To wrap up with a paragraph of polyglot that you're welcome to skip if (or when) it's uninteresting, my programming environments of choice are, in order of speed-of-development to speed-of-execution ratio, Ruby using Notepad++, Python using PyDev in Eclipse, and C++ using Visual Studio Express. These are essentially size 1, 5, and 10 knitting needles, respectively, or drill bits if you're feeling masculine. I find myself writing Ruby one-liners from the command line to perform data manipulation too irritating for shell commands, Python scripts for more extensive manipulation and visualization, and C++ programs to provide finalized implementations of scalable algorithms in packages like Sleipnir. I have no strong feelings about any of these languages or environments - that's seriously not a road anyone should go down - but I do recommend having some comparable tools in your toolbox. I've known folks who have great luck using C# for tasks where I'd probably use Python, for example, and we all use R for anything heavily numerical.

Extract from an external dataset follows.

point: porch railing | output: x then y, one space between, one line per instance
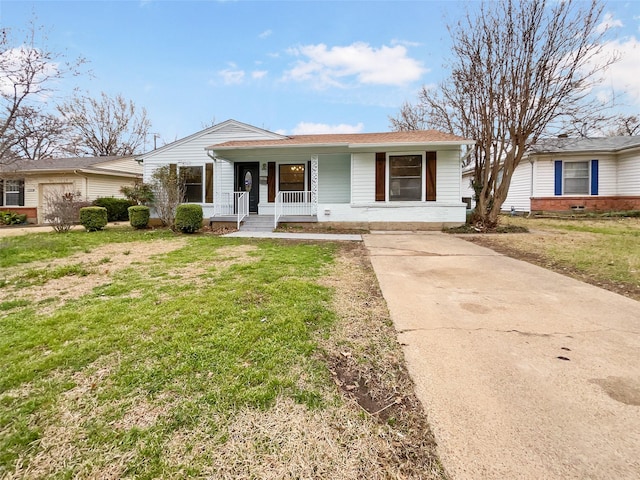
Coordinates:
293 204
232 204
242 202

The bad news is that this is taking on more of a laundry list flavor than I'd like, but the good news is that I've essentially exhausted the computational tools that I and the lab use on a daily basis. I know that I certainly appreciate any suggestions for ways to make research, grant writing, and editing more efficient, so hopefully there's at least some value in listing a set of tools that come together to keep our lab ticking. Well, those in combination with some middling to good coffee; we're taking suggestions for a new department espresso machine as well! Coffee tastes better than laundry lists any day.